June 5, 2010

La vitrina ondera


En 1560, Cósimo I de Medici, Duque de Florencia, recibió en sus manos temblorosas uno de los primeros relojes existentes. Lo primero que hizo después de darle cuerda fue pedirle al artista Maso da San Friano que lo retratara con él. Desde entonces el enjuto mecenas que apoyaba a científicos pobres posa con sus pitillos de la época, acariciando a un perro con una mano y con la otra sosteniendo delicadamente la pieza hi tech de la época. Por entonces, una sesión de esas debía hacerse entre 50 y 100 veces para que el artista captara un momento irrepetible.
450 años después, la postal se repite por todo el mundo vía twitter para los eufóricos primeros compradores del iPad de Mac. Sonrisas con más de 32 dientes dan la bienvenida al tablet que –se supone- reinventa la lectura y convierte al iPhone en sólo un teléfono.


Durante el siglo XVI, quienes podían costearse un retrato aprovechaban el pack completo y se inmortalizaban junto a sus joyas, pieles, pliegos completos de alfombras turcas como Enrique VIII, con la publicación de alguna joya filosófica sin saber siquiera leer o junto a la mascota fallecida décadas atrás.
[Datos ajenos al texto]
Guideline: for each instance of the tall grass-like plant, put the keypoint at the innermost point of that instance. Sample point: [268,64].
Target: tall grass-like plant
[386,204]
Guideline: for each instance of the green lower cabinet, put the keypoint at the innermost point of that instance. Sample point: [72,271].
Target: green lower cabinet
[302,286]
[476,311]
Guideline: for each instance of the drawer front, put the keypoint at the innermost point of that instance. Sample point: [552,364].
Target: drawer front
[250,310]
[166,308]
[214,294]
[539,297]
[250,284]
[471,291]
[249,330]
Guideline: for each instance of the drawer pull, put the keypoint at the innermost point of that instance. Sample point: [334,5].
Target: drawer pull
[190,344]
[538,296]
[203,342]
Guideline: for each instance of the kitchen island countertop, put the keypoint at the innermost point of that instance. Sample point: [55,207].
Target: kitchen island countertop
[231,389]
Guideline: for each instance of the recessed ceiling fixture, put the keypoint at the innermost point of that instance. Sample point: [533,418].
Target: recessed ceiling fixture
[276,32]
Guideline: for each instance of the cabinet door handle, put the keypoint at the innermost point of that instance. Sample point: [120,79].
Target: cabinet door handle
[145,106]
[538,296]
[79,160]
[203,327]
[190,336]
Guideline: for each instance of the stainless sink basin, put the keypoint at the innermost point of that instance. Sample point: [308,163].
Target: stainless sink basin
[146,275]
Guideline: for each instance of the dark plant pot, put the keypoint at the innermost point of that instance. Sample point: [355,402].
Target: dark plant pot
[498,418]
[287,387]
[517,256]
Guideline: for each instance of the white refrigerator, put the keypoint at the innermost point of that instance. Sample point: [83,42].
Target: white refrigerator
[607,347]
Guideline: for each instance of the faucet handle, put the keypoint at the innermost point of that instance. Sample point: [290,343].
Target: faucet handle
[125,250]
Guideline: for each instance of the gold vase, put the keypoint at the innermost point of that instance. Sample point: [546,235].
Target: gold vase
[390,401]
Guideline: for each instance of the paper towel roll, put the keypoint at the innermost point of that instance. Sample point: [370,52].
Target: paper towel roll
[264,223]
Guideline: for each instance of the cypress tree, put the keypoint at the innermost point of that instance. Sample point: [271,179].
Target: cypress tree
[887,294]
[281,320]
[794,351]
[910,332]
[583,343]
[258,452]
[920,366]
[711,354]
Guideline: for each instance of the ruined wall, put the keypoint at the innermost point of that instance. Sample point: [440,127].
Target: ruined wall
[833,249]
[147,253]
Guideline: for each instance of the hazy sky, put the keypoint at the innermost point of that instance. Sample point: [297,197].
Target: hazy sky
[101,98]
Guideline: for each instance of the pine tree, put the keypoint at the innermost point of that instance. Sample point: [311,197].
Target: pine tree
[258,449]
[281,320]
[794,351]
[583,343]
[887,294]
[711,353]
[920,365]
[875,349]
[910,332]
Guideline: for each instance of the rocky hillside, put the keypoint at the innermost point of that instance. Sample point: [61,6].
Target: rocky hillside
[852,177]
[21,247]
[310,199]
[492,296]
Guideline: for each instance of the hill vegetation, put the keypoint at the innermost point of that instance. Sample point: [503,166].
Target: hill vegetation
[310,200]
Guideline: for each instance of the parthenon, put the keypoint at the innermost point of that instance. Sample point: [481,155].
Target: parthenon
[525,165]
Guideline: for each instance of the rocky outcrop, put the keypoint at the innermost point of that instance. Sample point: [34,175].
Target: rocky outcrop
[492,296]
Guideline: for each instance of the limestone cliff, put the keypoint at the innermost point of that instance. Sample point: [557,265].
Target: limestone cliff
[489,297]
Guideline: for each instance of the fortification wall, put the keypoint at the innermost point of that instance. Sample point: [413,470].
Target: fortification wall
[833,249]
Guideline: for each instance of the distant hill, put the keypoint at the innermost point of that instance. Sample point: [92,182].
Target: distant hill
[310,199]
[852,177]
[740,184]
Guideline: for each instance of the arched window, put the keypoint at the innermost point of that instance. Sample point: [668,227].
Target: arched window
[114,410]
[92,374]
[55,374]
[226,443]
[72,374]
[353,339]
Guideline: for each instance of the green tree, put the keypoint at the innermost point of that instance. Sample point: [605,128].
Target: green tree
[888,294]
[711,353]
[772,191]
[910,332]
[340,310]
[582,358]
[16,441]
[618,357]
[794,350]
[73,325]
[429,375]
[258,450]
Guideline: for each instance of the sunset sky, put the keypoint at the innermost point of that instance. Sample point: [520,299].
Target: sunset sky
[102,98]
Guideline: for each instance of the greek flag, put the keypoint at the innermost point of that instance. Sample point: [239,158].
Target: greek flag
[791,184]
También acariciando algún instrumento musical que veían por primera vez en su vida, todo como parte de una tradición que se repetiría con la invención de la fotografía pasando por las tétricas imágenes del difunto junto a sus libros favoritos o algún juguete que en vida tenía un valor que superaba cualquier novedad tecnológica y que tenía la supuesta finalidad contribuir a la afirmación de su autoridad.

Sin ir más lejos, hoy en día el germen de la ostentación impregna cualquier vitrina. Las fotos de “Mi iPhone y yo” se daban de codazos en Facebook a flickrs para ser parte de la punta de la cadena tecnofílica, cadenas de mails o datos irrelevantes venían precedidas de la pompa y circunstancia de haber sido enviados “desde la Blackberry”. La fiebre fotologuera, ya pasada de moda, aún tiene en las capas medias emocionantes registros de los cabros posando junto a sus más preciadas posesiones ante el resto de sus FF: un fajo de billetes de $20 mil, un revólver o el sueño del auto propio y ajeno a veces.

Esa representación del lujo como proyección de una vida dedicada a tener y que es tan humana y antologable como el retrato de cuerpo entero de Luis XVI, no es diferente al de los primeros daguerrotipos de una madre con todas sus joyas puestas o chicos de cuenta gold luciendo su bling bling de fantasía. Esa imagen de Homero Simpson rendido ante un Mycube preguntándose qué podía él hacer por el chiche es un síntoma revelador de la alambicada presunción de status que la Mapple Store ofrecía a los habitantes de Springfield.


El iPad como hermano grande del iPhone, con todas sus limitaciones y todo, es eso. La búsqueda de un hueco nuevo en el estante para acomodarlo junto al netbook de palo cuando en dos meses más la versión nueva con más capacidad, accesorios y funciones llegue 100 dólares más baratas y deje obsoleto al gadget. En el mismo cajón donde deberían quedar las novelas de Stevenson o las autoediciones de Luis Cornejo escondidas. Pero antes que desaparezca el fulgor pasajero del iPad, que el aluminio brille y algo de ese fulgor pasajero se me impregne. En la misma lógica del rapero que pasea la perra en la alfombra roja.

Mientras tanto, los libros seguirán acumulando ese indescriptible olor a vainilla para darle a un día sin batería en el celular el mismo ritmo provinciano que antes tenía capear un apagón leyendo a la luz de las velas. El de la distracción que el dinero no puede comprar.